The changing seasons don’t help. Here spring and summer are celebrated and savoured through socialisin­g on the city’s sidewalks, stairs, and streets.

Summer looks set to offer misplaced relief. New infections are likely going to dwindle without disappeari­ng, and as the days get colder they’ll escalate all over again. Meanwhile, despite his chronic ineptitude at crisis management, Trump will likely win again in November, because his opponent — aside from having lost the same race twice before in 1988 and 2008 — is a septuagena­rian sex pest without the benefit of also being the incumbent.

But all is not lost. There are people selling handmade masks in the doorways of their now-shuttered stores in my neighbourh­ood. Restaurant­s all over the city are doing assemble-it-yourself meal kits.
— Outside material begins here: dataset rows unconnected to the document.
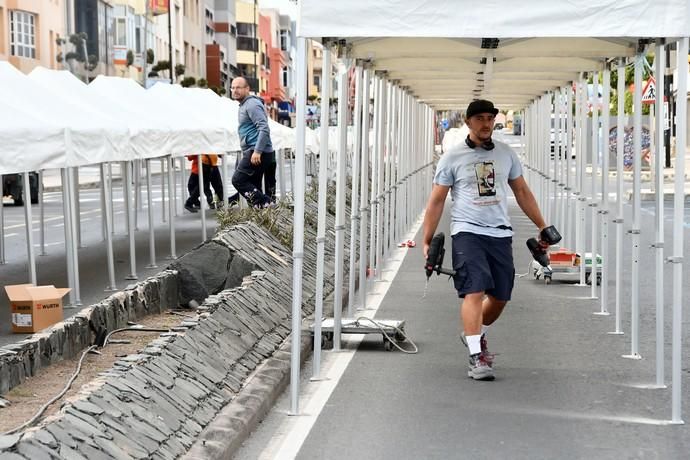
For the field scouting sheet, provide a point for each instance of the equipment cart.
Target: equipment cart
(566, 262)
(390, 329)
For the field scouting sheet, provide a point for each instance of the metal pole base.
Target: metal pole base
(635, 356)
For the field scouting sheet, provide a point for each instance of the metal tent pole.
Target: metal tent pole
(152, 230)
(373, 204)
(67, 219)
(380, 178)
(281, 172)
(2, 228)
(298, 219)
(171, 205)
(28, 218)
(620, 132)
(659, 65)
(678, 210)
(202, 197)
(595, 171)
(106, 208)
(355, 201)
(582, 163)
(129, 209)
(635, 229)
(604, 210)
(321, 226)
(77, 204)
(163, 176)
(364, 191)
(340, 182)
(102, 174)
(73, 216)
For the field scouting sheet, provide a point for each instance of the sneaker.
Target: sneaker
(479, 369)
(486, 355)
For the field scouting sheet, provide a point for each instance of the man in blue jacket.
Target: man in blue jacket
(258, 156)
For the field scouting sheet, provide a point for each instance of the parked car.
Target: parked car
(13, 185)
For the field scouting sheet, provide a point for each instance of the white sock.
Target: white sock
(473, 344)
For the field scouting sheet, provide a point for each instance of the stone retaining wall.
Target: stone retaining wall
(154, 404)
(70, 337)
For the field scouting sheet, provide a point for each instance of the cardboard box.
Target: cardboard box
(35, 308)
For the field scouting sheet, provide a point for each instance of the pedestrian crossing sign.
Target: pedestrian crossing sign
(649, 92)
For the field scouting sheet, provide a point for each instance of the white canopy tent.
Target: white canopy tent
(88, 139)
(442, 54)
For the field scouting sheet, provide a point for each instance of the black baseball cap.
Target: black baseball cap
(480, 106)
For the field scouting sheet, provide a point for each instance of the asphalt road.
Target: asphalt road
(562, 390)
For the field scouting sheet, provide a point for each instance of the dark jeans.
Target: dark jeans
(247, 181)
(270, 180)
(211, 178)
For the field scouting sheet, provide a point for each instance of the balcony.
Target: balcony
(247, 44)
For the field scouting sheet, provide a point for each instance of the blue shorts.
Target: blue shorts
(483, 264)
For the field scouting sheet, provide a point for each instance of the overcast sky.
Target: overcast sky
(285, 6)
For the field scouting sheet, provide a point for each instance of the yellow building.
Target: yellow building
(28, 32)
(252, 54)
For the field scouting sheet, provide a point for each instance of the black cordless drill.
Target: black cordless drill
(434, 260)
(549, 235)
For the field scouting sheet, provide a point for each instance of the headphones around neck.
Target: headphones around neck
(486, 145)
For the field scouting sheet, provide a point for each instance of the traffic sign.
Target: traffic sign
(649, 92)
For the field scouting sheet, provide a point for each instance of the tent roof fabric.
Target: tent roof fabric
(446, 55)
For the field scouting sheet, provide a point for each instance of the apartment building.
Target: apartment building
(221, 43)
(251, 50)
(28, 32)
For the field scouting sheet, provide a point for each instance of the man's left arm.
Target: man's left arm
(526, 201)
(258, 116)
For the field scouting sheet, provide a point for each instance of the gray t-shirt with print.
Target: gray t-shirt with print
(479, 181)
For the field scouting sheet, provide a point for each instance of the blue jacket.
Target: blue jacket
(253, 126)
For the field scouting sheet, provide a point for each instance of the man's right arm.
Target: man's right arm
(434, 210)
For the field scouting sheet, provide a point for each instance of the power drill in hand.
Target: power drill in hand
(548, 235)
(434, 260)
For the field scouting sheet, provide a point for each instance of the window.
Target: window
(246, 29)
(120, 32)
(23, 34)
(284, 40)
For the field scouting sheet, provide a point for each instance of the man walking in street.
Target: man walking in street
(479, 173)
(255, 141)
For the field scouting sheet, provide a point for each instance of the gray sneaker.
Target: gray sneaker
(486, 355)
(479, 369)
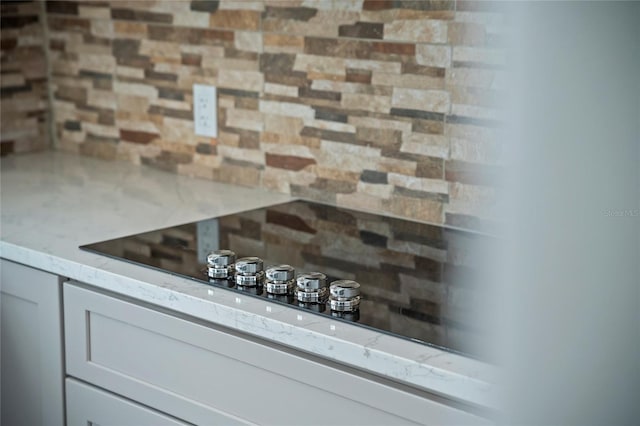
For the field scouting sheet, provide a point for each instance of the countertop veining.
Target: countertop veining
(52, 202)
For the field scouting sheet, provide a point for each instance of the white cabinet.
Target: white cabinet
(87, 405)
(204, 374)
(31, 347)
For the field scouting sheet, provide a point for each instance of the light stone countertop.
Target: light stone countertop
(53, 202)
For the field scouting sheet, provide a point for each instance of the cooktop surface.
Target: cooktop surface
(417, 281)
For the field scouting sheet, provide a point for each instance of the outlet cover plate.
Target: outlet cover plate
(205, 110)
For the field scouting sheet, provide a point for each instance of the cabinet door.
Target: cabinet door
(87, 405)
(31, 347)
(205, 375)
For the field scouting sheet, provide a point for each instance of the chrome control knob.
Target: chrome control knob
(312, 287)
(220, 264)
(344, 296)
(279, 279)
(249, 272)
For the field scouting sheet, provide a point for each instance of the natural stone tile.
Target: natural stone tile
(366, 102)
(427, 100)
(235, 19)
(244, 80)
(430, 31)
(249, 41)
(425, 144)
(433, 55)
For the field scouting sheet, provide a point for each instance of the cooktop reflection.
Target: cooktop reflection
(417, 281)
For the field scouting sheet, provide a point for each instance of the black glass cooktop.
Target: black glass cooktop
(418, 281)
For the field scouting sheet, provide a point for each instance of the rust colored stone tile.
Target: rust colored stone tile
(163, 76)
(466, 33)
(130, 28)
(78, 95)
(395, 48)
(358, 76)
(410, 67)
(338, 48)
(235, 19)
(362, 30)
(137, 136)
(190, 59)
(204, 5)
(62, 7)
(141, 15)
(289, 13)
(288, 162)
(189, 35)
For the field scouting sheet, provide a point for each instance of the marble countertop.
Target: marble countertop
(53, 202)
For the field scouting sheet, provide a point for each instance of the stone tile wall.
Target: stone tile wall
(388, 106)
(23, 83)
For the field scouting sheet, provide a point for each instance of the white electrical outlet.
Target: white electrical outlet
(205, 110)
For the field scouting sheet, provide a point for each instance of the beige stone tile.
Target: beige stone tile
(480, 55)
(159, 48)
(242, 5)
(408, 81)
(423, 144)
(101, 130)
(129, 72)
(133, 103)
(242, 80)
(102, 28)
(283, 43)
(430, 31)
(287, 108)
(249, 41)
(424, 100)
(417, 208)
(282, 124)
(281, 90)
(103, 63)
(403, 126)
(319, 64)
(137, 89)
(433, 55)
(94, 12)
(419, 184)
(371, 103)
(377, 190)
(102, 99)
(245, 119)
(187, 18)
(353, 158)
(394, 165)
(330, 125)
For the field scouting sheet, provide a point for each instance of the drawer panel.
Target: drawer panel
(203, 374)
(87, 405)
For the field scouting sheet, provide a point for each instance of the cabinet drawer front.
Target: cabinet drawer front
(88, 405)
(204, 375)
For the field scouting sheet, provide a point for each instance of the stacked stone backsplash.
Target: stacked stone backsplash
(387, 106)
(24, 104)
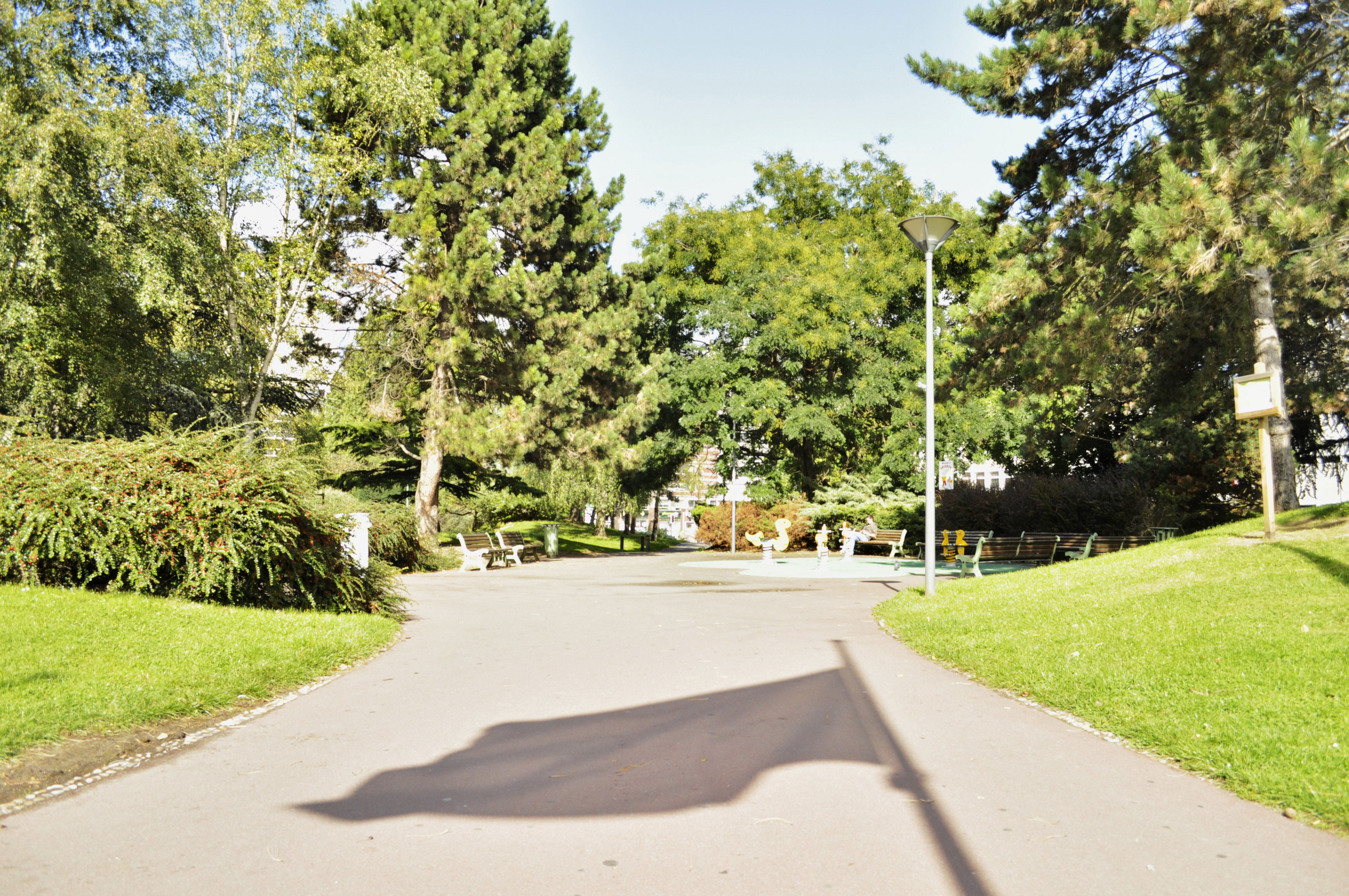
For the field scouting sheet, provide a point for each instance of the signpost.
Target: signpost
(734, 493)
(1261, 396)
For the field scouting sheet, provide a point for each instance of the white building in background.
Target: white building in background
(698, 478)
(987, 475)
(1323, 484)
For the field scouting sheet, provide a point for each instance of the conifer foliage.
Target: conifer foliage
(1182, 216)
(511, 330)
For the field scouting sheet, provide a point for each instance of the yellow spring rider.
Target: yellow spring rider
(780, 542)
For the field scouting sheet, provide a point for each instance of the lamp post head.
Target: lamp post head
(929, 231)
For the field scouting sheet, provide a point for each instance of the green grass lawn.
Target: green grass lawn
(574, 538)
(1217, 650)
(87, 662)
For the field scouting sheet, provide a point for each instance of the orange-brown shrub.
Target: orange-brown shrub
(714, 527)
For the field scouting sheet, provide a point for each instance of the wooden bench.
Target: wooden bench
(1023, 550)
(1111, 544)
(479, 551)
(1073, 546)
(893, 538)
(516, 547)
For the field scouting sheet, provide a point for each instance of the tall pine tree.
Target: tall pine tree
(511, 338)
(1166, 230)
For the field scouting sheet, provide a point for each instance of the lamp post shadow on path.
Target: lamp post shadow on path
(675, 755)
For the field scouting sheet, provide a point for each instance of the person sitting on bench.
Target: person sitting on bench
(853, 536)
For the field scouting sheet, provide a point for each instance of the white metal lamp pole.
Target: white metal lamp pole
(927, 232)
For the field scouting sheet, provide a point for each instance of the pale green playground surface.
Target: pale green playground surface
(838, 568)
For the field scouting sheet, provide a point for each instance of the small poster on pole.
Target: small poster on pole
(736, 490)
(946, 475)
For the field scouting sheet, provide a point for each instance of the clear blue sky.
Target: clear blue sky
(698, 91)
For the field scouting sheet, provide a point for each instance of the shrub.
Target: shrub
(393, 529)
(486, 511)
(198, 516)
(714, 525)
(1108, 504)
(854, 500)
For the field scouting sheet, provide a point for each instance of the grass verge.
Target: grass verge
(575, 538)
(1220, 651)
(76, 660)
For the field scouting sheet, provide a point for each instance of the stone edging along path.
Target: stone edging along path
(162, 749)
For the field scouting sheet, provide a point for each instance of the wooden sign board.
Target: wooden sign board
(1257, 396)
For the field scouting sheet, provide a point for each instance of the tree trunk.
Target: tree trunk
(428, 492)
(432, 458)
(1270, 353)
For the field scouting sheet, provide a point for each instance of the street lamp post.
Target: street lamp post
(927, 232)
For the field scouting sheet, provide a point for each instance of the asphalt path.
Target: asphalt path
(628, 725)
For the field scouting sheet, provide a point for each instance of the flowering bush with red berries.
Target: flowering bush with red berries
(199, 516)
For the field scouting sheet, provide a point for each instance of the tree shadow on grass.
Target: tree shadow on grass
(659, 758)
(1333, 568)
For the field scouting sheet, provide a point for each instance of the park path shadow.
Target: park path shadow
(659, 758)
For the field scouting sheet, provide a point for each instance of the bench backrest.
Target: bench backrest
(1066, 539)
(1109, 544)
(477, 542)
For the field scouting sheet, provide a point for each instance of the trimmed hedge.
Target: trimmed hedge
(1109, 504)
(198, 516)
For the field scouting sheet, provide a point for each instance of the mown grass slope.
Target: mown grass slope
(1219, 650)
(76, 660)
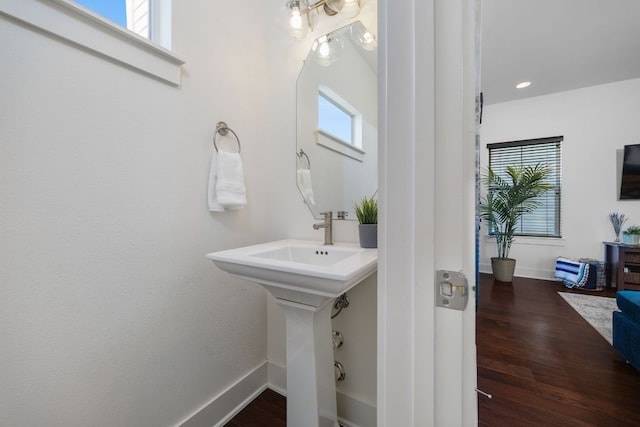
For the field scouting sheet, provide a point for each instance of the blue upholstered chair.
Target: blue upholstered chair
(626, 327)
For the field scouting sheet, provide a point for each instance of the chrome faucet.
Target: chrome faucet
(328, 227)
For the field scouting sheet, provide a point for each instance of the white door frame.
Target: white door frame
(427, 68)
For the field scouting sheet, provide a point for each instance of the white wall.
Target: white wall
(595, 122)
(110, 313)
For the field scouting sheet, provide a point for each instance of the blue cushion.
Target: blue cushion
(626, 338)
(629, 303)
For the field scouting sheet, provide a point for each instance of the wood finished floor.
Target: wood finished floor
(543, 364)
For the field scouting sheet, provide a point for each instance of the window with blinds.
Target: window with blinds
(545, 221)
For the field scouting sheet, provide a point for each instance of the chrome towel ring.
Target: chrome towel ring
(303, 154)
(223, 129)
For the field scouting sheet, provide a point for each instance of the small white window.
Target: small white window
(339, 124)
(100, 31)
(334, 120)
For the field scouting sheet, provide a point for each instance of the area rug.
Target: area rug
(595, 310)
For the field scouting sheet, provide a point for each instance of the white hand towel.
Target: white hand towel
(304, 183)
(226, 182)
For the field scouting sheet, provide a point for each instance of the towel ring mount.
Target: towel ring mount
(223, 129)
(303, 154)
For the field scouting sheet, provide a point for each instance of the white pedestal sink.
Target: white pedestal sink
(305, 277)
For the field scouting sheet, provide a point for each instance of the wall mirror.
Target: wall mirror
(337, 129)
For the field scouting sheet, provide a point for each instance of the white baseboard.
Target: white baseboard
(227, 404)
(352, 411)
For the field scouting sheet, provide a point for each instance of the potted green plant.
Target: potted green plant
(631, 236)
(506, 201)
(367, 213)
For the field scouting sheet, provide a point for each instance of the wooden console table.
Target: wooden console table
(622, 266)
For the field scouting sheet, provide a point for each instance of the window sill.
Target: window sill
(535, 241)
(338, 145)
(81, 27)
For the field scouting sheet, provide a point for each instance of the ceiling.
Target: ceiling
(558, 45)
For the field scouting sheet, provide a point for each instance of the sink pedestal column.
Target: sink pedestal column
(311, 388)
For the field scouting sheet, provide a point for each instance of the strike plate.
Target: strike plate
(452, 290)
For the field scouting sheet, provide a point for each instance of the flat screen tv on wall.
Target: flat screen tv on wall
(630, 180)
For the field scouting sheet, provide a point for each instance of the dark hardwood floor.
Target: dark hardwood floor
(269, 409)
(543, 364)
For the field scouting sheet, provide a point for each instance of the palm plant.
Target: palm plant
(509, 198)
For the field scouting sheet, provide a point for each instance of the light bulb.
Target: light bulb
(297, 28)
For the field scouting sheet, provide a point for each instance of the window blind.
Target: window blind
(544, 221)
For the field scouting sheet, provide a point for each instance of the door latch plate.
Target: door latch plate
(452, 290)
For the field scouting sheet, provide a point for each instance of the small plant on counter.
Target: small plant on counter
(617, 221)
(367, 211)
(633, 230)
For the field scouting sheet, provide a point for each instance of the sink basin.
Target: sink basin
(305, 277)
(298, 270)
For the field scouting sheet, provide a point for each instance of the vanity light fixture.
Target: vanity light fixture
(327, 49)
(301, 16)
(363, 37)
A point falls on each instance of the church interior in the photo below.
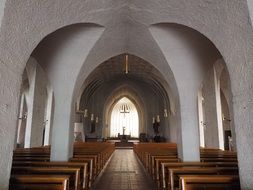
(126, 94)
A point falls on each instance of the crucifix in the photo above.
(124, 110)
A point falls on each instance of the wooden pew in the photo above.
(166, 166)
(91, 176)
(42, 182)
(174, 173)
(219, 182)
(83, 167)
(73, 173)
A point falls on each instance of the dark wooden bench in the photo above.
(73, 173)
(174, 173)
(42, 182)
(82, 165)
(166, 166)
(217, 182)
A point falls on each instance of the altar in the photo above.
(124, 137)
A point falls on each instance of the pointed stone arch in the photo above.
(128, 92)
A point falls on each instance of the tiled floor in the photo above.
(124, 172)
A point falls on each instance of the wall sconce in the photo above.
(158, 118)
(165, 113)
(85, 113)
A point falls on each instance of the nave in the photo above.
(148, 166)
(125, 172)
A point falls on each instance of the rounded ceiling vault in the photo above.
(114, 70)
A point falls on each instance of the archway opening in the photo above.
(124, 119)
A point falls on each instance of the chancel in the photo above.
(103, 88)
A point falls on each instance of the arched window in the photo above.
(124, 115)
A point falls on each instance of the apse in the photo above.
(124, 119)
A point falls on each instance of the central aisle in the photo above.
(124, 172)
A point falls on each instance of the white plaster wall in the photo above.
(61, 55)
(225, 23)
(2, 6)
(211, 122)
(183, 52)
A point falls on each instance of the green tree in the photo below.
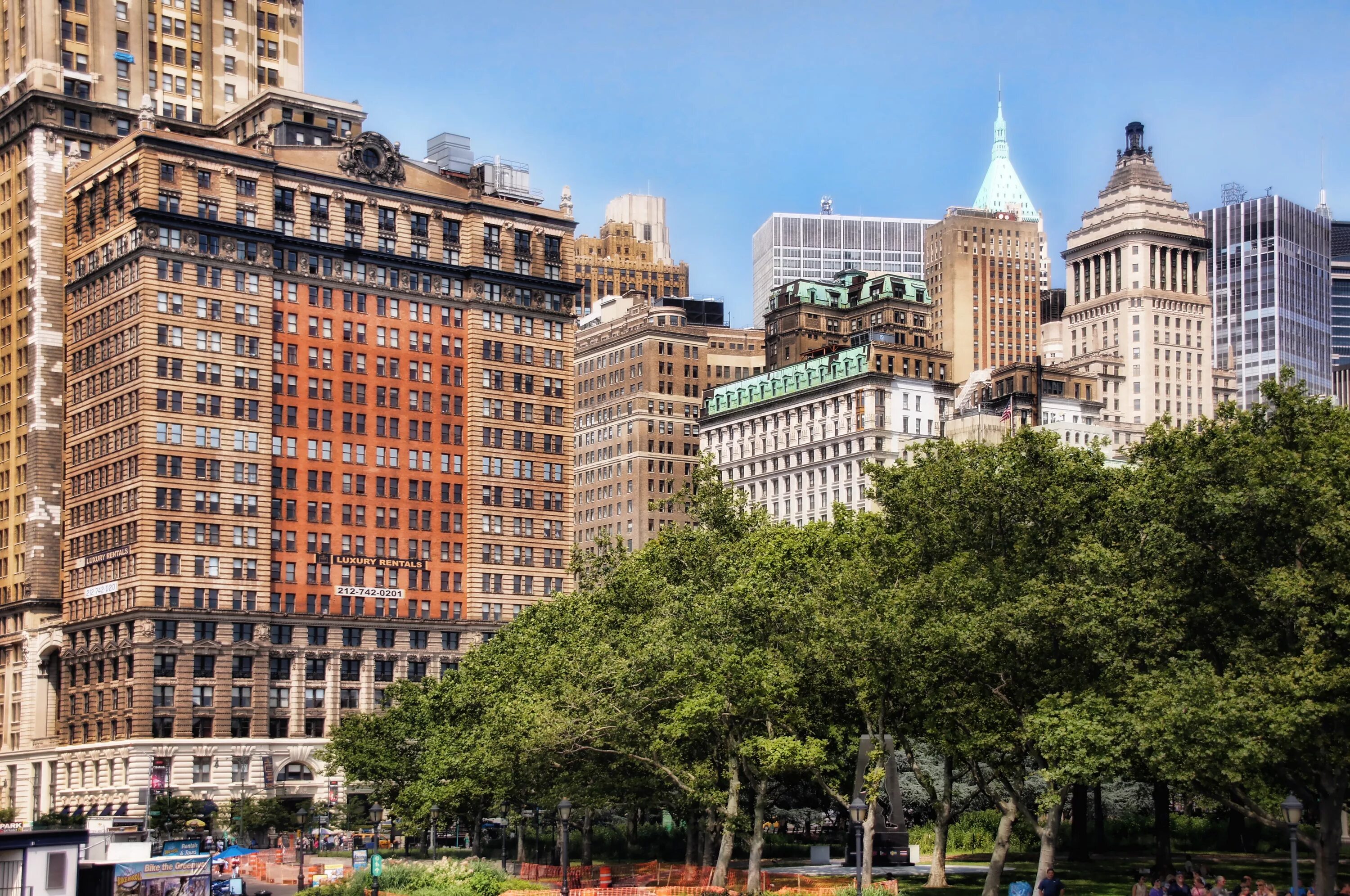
(1248, 524)
(1013, 601)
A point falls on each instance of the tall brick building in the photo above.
(75, 77)
(246, 567)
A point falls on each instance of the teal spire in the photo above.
(1001, 135)
(1002, 189)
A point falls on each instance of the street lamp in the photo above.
(565, 813)
(858, 811)
(1292, 815)
(300, 848)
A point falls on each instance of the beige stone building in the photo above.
(643, 368)
(198, 60)
(1138, 308)
(620, 261)
(983, 276)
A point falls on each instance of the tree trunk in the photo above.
(1332, 797)
(1234, 830)
(868, 832)
(994, 879)
(1099, 818)
(734, 807)
(1161, 829)
(941, 821)
(1079, 825)
(1049, 837)
(752, 879)
(706, 841)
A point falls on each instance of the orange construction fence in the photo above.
(661, 879)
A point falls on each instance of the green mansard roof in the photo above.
(786, 381)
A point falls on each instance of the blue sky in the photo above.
(736, 110)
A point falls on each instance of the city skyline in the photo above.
(712, 153)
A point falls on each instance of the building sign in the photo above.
(102, 556)
(361, 560)
(158, 775)
(188, 876)
(354, 591)
(99, 590)
(181, 848)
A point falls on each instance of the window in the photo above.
(296, 772)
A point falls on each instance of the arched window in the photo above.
(296, 772)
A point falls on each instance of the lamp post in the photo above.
(434, 813)
(858, 811)
(377, 815)
(1294, 814)
(300, 848)
(565, 813)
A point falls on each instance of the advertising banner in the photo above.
(181, 876)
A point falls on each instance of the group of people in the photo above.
(1194, 884)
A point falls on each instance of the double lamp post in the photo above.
(1292, 815)
(858, 811)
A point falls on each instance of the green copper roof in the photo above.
(835, 293)
(1002, 189)
(786, 381)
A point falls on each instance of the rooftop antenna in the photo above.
(1323, 210)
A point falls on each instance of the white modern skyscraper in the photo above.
(1269, 268)
(788, 248)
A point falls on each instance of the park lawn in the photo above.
(1109, 876)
And every evening at 7pm my neighbours come out on their balconies and whoop and clap and whistle for the city’s scrubs-clad heroines and heroes. It doesn’t matter if any medical profession­al witnesses the outpouring of support or is buoyed by the sentiment. Because in doing it we lift ourselves.

We remind one another that we live here because we can’t imagine being anywhere else. We live here because nothing is static and that means anything is possible. The effects of the coronaviru­s will be felt here for a generation. But New Yorkers will speak in reverentia­l terms about how they endured. Because endurance is the price of admission. It’s the cost of getting to say “I live in

New York”.

Every day you wash the city off you so you can bathe in its muck anew the next day. These days, we’re all far too clean. But there’s going to come a time when we can get dirty again. We’re all going to get so dirty.